What are the benefits of a debt consolidation loan?
With so many people opting for consolidation loans, you may be wondering how it could help you to take out one. Often, there are a number of advantages that can come with consolidating debt, such as:
Making your debt more manageable
Most would agree that by combining all of their debts into one, it’s much easier to keep on top of their outgoings. If you’ve found yourself struggling to remember the different payment dates or just want to make the entire process simpler for yourself, consolidating might be the ideal solution.
Lowering your interest rate
In most cases, consolidation loans will have a low interest rate, which is likely to be a major benefit for you if you’re currently dealing with several debts with high interest. By consolidating, you’ll often cut out quite a big chunk of the overall interest that you pay – and who wouldn’t want that?
Reducing your monthly payments
In many instances, the lower interest rate will also help to lessen the amount of cash you pay out each month, too. Because of this, it can often be a good idea for those who are struggling to meet their repayments.
You may be worried that consolidating your debts into one loan will have an impact on your credit score. However, it won’t typically make an impact – since you’re more or less still paying off what you originally owed. In some cases, you may find that it’s actually better for your credit to consolidate. Credit scoring models often see these kinds of loans as being better than revolving credit card balances.
Who are the best consolidation loan providers?
Want to know which debt consolidation loan companies offer the best deals in the United States? Here are a few of the providers across the country that you might want to consider checking out.
Marcus by Goldman Sachs
Often considered to be one of the best overall lenders in the U.S thanks to the fact that they generally offer competitive interest rates and have no fees (such as prepayment, origination, and even late fees), it’s not hard to see why many people choose to consolidate their debts with Marcus by Goldman Sachs.
Additionally, you’ll often be able to take out a loan in between $3,500 and $40,000 too. However, with a minimum credit score requirement of 660, it may not be much of an option for those with bad credit.
Discover Personal Loans
With no origination fees and competitive rates on loans ranging from $2,500 to $35,000 for those with good credit, this might be the ideal option for you if you have a high credit score.

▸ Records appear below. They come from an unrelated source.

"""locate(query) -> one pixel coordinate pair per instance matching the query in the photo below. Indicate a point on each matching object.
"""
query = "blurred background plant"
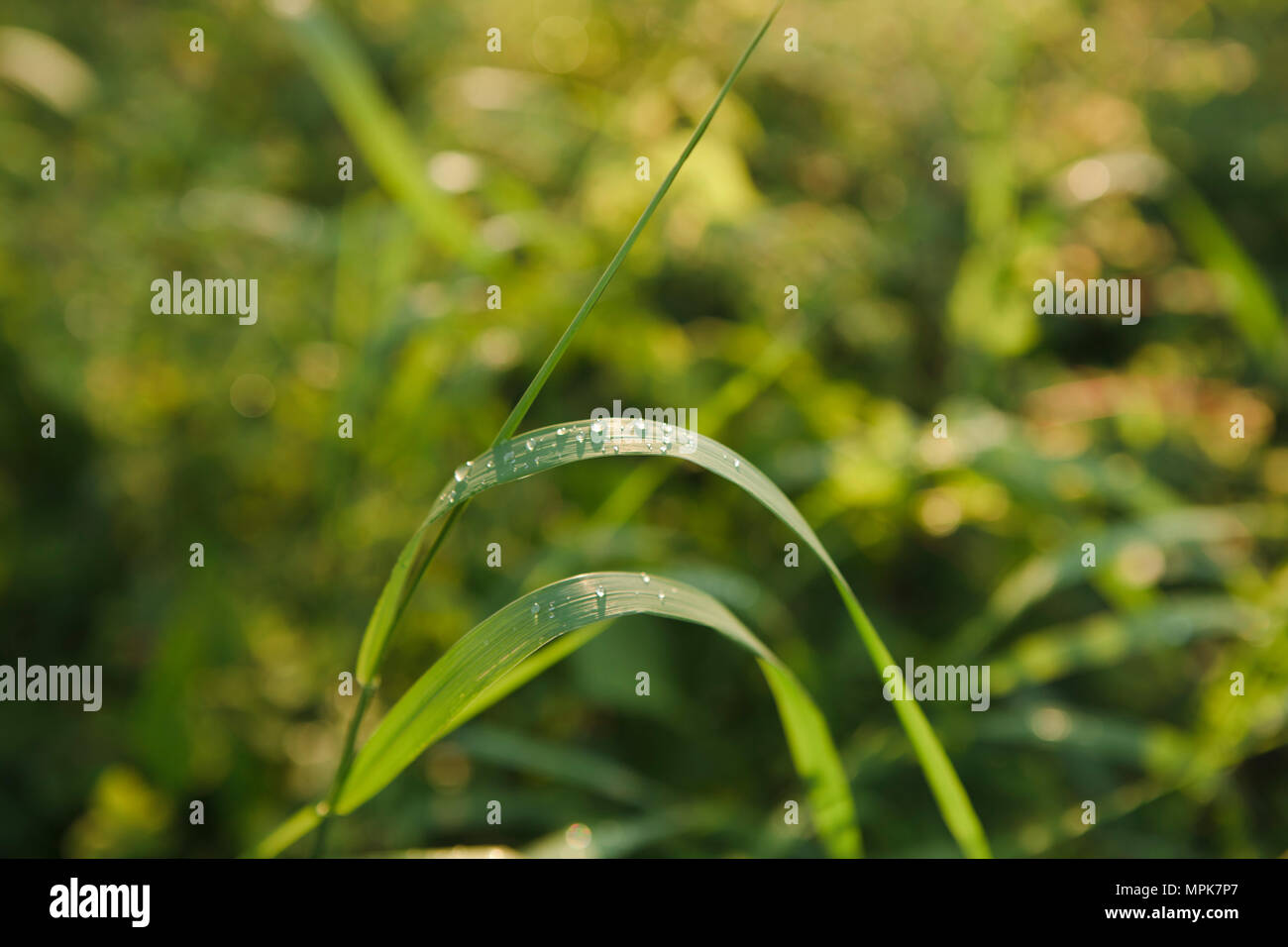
(518, 169)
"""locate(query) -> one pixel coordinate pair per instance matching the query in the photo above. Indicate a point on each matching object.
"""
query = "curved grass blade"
(443, 696)
(415, 561)
(550, 447)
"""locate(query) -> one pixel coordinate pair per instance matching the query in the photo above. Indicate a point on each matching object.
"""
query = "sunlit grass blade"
(554, 446)
(443, 696)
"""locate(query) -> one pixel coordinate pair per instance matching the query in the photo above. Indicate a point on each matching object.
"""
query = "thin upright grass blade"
(443, 696)
(415, 560)
(546, 449)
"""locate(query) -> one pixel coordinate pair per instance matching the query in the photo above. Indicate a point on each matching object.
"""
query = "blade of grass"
(413, 561)
(443, 696)
(546, 449)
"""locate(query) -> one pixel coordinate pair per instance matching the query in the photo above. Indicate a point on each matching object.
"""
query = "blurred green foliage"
(518, 169)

As another company with a requirement of at least 660 on credit scores, their policies may not be as widely available as some others out there, but their low interest options are something that can be great for those with a higher score.
Don’t have good credit? OneMain Financial is one of the best providers in the country for bad credit. Often, they’ll accept some borrowers with poor credit and have no minimum credit score requirement, either.
While you may have to pay a higher interest rate at OneMain Financial than with other companies, if you can’t get an approval because of bad credit, this might be your best option. Generally, loans are available from $2,500 to $30,000.